Warsito Penemu Alat Pembasmi Sel Kanker Tinggalkan Indonesia

Warsito Penemu Alat Pembasmi Sel Kanker Tinggalkan IndonesiaWarsito P Taruno @viva.co.id
Masih ingat dengan Warsito Purwo Taruno? Pria yang berhasil membuat alat penyembuh kanker atau teknologi Electro-Capacitive Cancer Therapy (ECCT) tersebut memutuskan meninggalkan Indonesia untuk mengembangkan alatnya di Polandia.

Banyak pihak yang menduga keputusan ini akibat dari langkah Kementerian Kesehatan (Kemenkes), Kemenristekdikti, LIPI (Lembaga Ilmu Pengetahuan Indonesia), dan KPKN (Komite Penanggulangan Kanker Nasional) yang mengatakan bahwa alat buatan Warsito ini belum bisa dipastikan aman atau bermanfaat.

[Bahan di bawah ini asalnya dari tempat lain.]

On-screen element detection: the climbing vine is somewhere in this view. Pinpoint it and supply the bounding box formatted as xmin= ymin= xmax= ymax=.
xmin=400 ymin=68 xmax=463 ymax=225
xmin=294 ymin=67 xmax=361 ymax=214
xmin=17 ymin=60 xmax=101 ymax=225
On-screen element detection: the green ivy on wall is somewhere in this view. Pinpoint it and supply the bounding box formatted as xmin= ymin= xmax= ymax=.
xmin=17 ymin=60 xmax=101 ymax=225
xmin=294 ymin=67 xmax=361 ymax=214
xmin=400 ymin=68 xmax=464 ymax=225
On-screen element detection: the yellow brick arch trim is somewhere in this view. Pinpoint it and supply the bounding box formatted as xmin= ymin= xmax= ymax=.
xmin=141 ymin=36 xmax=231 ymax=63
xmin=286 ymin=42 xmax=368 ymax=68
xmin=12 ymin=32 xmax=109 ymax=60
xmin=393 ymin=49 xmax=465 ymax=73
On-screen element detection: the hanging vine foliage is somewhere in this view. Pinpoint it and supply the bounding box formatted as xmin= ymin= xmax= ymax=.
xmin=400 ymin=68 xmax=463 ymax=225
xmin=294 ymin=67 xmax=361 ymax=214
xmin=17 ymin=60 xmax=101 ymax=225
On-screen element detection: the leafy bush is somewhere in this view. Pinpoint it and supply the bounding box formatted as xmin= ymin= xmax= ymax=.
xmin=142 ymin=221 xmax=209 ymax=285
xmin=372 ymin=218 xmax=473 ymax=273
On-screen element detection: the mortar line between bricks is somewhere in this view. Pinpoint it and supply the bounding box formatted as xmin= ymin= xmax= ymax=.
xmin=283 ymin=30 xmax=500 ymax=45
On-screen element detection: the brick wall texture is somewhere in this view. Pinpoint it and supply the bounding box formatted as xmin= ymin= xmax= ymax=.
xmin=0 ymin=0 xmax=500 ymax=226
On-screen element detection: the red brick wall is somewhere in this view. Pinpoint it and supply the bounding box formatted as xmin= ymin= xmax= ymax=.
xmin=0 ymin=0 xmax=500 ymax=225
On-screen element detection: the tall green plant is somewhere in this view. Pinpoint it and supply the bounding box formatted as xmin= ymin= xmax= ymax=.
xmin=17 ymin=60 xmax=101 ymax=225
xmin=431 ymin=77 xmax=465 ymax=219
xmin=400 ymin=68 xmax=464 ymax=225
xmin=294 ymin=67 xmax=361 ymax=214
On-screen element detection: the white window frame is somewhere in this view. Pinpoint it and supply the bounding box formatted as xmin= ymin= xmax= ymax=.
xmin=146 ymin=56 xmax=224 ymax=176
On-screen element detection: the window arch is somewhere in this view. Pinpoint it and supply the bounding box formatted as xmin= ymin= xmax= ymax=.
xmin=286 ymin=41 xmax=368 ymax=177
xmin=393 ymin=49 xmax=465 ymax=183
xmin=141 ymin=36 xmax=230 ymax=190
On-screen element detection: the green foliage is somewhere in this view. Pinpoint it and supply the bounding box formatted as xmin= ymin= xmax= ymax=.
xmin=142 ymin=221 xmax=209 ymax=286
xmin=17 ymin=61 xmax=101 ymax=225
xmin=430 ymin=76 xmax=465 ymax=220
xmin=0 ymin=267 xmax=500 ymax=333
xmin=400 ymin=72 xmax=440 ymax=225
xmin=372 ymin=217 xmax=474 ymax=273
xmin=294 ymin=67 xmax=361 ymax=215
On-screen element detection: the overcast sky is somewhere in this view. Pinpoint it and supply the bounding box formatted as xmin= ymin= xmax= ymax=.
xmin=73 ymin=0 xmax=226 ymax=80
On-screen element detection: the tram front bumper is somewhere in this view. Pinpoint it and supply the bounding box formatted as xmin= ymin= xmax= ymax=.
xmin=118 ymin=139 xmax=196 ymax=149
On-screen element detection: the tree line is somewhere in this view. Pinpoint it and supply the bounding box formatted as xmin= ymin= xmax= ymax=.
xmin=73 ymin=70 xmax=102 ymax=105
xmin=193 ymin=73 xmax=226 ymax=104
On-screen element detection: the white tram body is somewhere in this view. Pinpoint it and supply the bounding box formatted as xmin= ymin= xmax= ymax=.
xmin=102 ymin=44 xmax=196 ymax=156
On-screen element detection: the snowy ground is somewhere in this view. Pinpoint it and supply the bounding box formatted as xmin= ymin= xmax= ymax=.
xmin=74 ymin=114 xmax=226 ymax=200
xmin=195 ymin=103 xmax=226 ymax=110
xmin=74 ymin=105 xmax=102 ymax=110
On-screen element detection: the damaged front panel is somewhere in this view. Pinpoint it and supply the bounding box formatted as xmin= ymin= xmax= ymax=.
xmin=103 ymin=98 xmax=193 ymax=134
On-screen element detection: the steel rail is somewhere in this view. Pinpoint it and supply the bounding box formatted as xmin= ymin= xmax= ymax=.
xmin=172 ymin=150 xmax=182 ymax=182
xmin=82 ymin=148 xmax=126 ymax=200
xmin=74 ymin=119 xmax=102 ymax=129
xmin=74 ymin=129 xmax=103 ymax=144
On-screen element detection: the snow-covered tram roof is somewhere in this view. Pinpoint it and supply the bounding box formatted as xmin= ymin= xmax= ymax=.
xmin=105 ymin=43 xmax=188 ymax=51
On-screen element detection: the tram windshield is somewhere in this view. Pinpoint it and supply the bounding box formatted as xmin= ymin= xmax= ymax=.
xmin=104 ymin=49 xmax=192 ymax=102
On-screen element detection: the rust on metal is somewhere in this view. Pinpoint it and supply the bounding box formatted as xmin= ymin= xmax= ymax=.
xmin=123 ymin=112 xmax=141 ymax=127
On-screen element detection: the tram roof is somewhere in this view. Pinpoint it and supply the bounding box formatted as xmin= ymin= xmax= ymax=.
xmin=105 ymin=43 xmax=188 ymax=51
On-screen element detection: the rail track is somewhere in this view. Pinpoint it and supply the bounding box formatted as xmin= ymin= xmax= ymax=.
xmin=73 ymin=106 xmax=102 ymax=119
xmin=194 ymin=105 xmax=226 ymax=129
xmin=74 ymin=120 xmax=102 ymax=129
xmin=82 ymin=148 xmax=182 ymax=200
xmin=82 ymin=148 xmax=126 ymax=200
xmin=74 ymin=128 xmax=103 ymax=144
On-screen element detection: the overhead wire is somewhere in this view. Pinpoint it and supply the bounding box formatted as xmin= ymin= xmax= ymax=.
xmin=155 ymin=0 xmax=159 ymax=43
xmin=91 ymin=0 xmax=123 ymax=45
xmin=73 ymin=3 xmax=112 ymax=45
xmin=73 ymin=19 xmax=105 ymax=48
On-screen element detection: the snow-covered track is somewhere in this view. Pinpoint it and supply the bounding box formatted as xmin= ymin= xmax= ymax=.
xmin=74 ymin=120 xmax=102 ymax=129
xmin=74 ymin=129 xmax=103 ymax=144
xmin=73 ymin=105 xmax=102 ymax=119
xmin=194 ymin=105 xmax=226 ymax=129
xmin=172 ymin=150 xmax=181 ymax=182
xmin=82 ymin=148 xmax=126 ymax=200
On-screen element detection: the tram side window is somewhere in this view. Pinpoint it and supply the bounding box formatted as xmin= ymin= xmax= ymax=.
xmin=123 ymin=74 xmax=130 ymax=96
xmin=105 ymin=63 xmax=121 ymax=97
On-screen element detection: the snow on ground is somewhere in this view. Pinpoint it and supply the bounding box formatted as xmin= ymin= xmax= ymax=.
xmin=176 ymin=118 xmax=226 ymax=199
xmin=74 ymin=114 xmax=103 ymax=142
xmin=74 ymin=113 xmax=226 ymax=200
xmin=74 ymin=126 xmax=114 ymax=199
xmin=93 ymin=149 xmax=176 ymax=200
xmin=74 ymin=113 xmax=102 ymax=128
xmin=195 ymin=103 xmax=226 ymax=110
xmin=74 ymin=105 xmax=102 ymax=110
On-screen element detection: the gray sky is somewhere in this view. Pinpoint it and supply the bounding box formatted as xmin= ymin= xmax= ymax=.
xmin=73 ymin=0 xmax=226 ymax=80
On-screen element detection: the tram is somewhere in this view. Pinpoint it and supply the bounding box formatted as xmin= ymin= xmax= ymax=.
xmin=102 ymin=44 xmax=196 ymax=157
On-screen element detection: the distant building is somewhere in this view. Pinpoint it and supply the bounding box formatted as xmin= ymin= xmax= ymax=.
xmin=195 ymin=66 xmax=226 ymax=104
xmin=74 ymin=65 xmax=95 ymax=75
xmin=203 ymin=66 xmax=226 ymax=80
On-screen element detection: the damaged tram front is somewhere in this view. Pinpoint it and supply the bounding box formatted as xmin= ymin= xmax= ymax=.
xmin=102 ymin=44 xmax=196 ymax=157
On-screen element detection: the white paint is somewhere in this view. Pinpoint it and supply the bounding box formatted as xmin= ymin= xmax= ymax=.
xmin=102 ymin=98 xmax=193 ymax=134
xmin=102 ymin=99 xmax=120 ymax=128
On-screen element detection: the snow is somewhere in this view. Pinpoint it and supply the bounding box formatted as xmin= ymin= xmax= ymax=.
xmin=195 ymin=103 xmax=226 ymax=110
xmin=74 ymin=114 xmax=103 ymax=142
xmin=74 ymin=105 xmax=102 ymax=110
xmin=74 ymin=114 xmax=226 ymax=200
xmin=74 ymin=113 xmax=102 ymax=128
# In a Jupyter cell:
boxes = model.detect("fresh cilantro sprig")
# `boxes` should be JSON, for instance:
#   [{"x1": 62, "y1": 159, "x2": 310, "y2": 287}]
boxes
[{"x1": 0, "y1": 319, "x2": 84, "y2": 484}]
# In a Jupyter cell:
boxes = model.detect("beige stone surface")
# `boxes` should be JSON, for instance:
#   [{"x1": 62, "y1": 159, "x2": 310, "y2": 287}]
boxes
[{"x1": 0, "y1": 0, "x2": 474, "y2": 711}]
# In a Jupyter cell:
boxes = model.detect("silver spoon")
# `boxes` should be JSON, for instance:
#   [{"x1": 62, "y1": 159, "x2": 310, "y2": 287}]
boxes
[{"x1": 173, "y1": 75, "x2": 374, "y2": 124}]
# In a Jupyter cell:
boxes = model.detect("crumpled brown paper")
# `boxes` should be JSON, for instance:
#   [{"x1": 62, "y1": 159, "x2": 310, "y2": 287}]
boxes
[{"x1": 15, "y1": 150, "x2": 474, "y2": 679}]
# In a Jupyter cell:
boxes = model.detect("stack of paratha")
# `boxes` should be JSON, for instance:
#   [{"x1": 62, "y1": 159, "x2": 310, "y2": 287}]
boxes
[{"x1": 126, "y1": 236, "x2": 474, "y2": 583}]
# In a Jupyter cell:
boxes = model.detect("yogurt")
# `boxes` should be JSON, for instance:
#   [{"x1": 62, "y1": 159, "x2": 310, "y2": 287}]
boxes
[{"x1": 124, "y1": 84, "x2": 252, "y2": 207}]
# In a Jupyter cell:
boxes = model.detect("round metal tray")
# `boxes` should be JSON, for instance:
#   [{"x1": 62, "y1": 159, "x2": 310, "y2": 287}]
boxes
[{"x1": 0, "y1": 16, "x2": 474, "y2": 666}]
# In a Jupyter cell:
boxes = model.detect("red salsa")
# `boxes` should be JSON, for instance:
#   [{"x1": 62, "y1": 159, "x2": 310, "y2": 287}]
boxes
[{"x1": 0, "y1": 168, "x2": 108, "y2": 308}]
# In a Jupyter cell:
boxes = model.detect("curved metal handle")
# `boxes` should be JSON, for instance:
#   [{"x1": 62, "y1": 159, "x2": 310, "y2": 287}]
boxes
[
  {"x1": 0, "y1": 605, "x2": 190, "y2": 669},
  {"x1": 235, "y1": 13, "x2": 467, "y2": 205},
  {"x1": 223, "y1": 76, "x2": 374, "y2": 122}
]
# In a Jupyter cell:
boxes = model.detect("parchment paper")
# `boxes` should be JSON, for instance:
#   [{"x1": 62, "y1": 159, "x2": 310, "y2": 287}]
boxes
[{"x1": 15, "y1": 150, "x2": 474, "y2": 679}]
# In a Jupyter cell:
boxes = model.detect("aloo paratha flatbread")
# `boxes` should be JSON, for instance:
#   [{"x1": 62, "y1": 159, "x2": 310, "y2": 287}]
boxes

Di Facebook pribadinya, Warsito menulis, "Warsawa adalah kota kelahiran Marie Curie, fisikawan, penemu Polon dan Radon, satu-satunya wanita yang meraih Nobel dua kali, pionir radio terapi 100 tahun lebih yang lalu. Sekarang, kami memulai pelatihan ECCT internasional pertama untuk pengobatan kanker dari tempat pertama kali Curie Intitute of Oncology, Warsawa didirikan."

Kendati akan pergi ke negeri orang, namun Warsito membantah akan mengembangkan teknologi tersebut sepenuhnya di luar negeri. Tujuannya ke Polandia menurutnya hanya untuk riset mengenai kanker dan cara penyembuhannya.

"Yang benar itu, mengembangkan layanan terapi kanker komplementer di beberapa negara bekerja sama dengan luar. Kita masih berusaha untuk mengembangkan riset dan teknologi serta produksinya di dalam negeri," tegasnya.

Warsito juga menegaskan bahwa Polandia tidak menjanjikan apa-apa terkait riset yang akan ia lakukan di sana. Bahkan ia mempersilahkan warga Polandia untuk menggunakan alatnya jika memang bisa bermanfaat nantinya.

"Polandia tak menjanjikan apa-apa. Mereka mau pakai hasil riset kita, buat kita kalau bisa menolong ya kita kasih saja," ujarnya.

Di sisi lain, perangkat canggih Warsito ini diklaim pernah mendapat komentar pedas dari salah seorang profesor di Fakultas Kesehatan Universitas Indonesia (FKUI). Sayangnya ia enggan menyebutkan siapa profesor yang ia maksud.

Ia mengatakan, "Ada seorang Profesor dari FKUI mengatakan bahwa hasil review menyamakan posisi ECCT sekarang disamakan dengan air putih atau sandal jepit, tak terbukti manfaatnya."

"Seperti yang disebutkan oleh professor itu, itu juga sebenarnya yang membuat kita patah semangat untuk melanjutkan riset kita di dalam negeri: apa yang kita kerjakan selama ini sama dengan NOL, ribuan para penderita kanker yang tadinya sudah hopeless bisa mendapatkan harapan kembali tak dianggap sebagai manfaat," tandasnya.